Fortunately I had no difficulty in getting the DB manager accede to the move to co-locate the DB engineers with the rest of the team. This actually worked wonders within a month. There was a much quicker resolution of issues involving the DB team, a good working relationship built with each other across the entire team and needless to add, the team productivity and morale improved.
Before concluding let me deliberate one important point. It is true that co-location of teams usually improves collaboration but are we saying that effective collaboration is not possible without co-location of teams?
Certainly not, because we have seen many open source software development teams collaborate brilliantly across virtually all time zones without having ever seen each other. What then is the reason for their successful collaboration?
My two cents on this is that it has got to do with sharing a common purpose, goal and the passion to ensure that they succeed as a team. The overarching culture of the open source movement, the do’s and don’ts for individual contributors and the rewards system are all well-accepted and act as the “norming glue” for people working on the same open source product across distant lands.
The role that you play, the contribution that you make as an individual etc. don’t matter as much as what the team working accomplishes. Co-location helps improve this significantly but basic tenets and norms of effective team work are far more important and cannot be understated.

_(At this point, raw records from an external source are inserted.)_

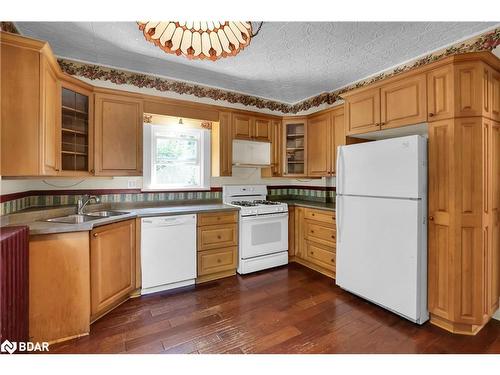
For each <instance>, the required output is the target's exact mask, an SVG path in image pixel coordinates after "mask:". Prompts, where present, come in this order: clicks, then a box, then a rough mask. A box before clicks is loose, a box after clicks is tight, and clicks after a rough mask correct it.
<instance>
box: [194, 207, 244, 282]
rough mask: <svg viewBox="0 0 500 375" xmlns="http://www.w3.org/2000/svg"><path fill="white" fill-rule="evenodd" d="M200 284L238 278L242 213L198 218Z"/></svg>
mask: <svg viewBox="0 0 500 375" xmlns="http://www.w3.org/2000/svg"><path fill="white" fill-rule="evenodd" d="M197 223H198V224H197V226H198V256H197V271H198V275H197V278H196V283H203V282H206V281H211V280H216V279H220V278H222V277H227V276H232V275H235V274H236V268H237V266H238V212H236V211H229V212H214V213H202V214H198V220H197Z"/></svg>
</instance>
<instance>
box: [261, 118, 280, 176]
mask: <svg viewBox="0 0 500 375" xmlns="http://www.w3.org/2000/svg"><path fill="white" fill-rule="evenodd" d="M282 133H283V131H282V125H281V121H279V120H272V121H271V139H270V141H271V167H269V168H261V177H280V176H282V175H283V163H282V158H281V155H282V143H283V139H282Z"/></svg>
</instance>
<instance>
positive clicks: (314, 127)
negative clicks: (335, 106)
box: [307, 114, 331, 177]
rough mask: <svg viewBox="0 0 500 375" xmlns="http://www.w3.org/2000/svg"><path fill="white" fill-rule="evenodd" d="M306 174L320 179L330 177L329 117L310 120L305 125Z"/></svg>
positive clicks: (323, 116)
mask: <svg viewBox="0 0 500 375" xmlns="http://www.w3.org/2000/svg"><path fill="white" fill-rule="evenodd" d="M307 127H308V128H307V150H308V152H307V174H308V175H309V176H314V177H321V176H329V175H330V160H331V159H330V158H331V145H330V137H331V134H330V132H331V129H330V115H329V114H325V115H321V116H318V117H314V118H311V119H310V120H309V121H308V125H307Z"/></svg>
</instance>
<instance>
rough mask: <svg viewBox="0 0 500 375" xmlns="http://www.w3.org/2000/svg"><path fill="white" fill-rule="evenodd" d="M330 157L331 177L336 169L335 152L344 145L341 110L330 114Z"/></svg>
mask: <svg viewBox="0 0 500 375" xmlns="http://www.w3.org/2000/svg"><path fill="white" fill-rule="evenodd" d="M332 129H333V131H332V135H331V139H332V145H333V148H332V155H331V163H332V164H331V172H332V175H333V174H335V173H336V168H337V152H338V148H339V146H343V145H345V144H346V137H345V117H344V110H343V108H339V109H338V110H336V111H334V112H332Z"/></svg>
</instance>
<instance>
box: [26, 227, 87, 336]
mask: <svg viewBox="0 0 500 375" xmlns="http://www.w3.org/2000/svg"><path fill="white" fill-rule="evenodd" d="M89 278H90V266H89V235H88V232H74V233H58V234H44V235H38V236H31V237H30V244H29V283H30V287H29V339H30V341H32V342H37V341H38V342H42V341H48V342H50V343H55V342H59V341H64V340H69V339H71V338H75V337H79V336H83V335H86V334H88V333H89V331H90V283H89Z"/></svg>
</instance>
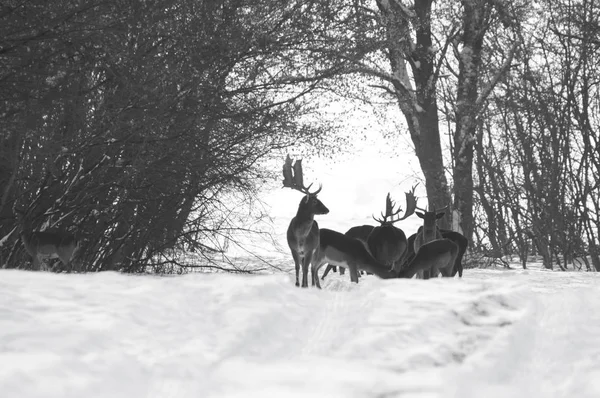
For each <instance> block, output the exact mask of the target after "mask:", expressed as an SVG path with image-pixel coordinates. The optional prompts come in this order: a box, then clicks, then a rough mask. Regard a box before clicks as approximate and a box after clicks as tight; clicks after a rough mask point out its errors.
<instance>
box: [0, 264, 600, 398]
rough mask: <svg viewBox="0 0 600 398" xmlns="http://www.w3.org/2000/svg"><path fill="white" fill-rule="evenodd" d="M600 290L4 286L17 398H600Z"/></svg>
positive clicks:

So, to me the first step in Agile transformation is to ensure that the environment is right in terms of culture and teaming (through vision, goal setting, communication, collaboration and co-location as far as possible). And I am sure you would agree with me that it’s usually not such a baby step! While I would be sharing my own experience on this in one of the future blogs, here are some questions that would promote an interesting discussion in this forum and I am keenly looking forward to it.
- Do any of you have any experience to share on this?
- How important was co-location of teams in your project?
- Have you seen any patterns that reduce the stress of distributed teams?
- Do you have any quantitative results to share in terms of improvements when you moved from distributed teams to co-located teams?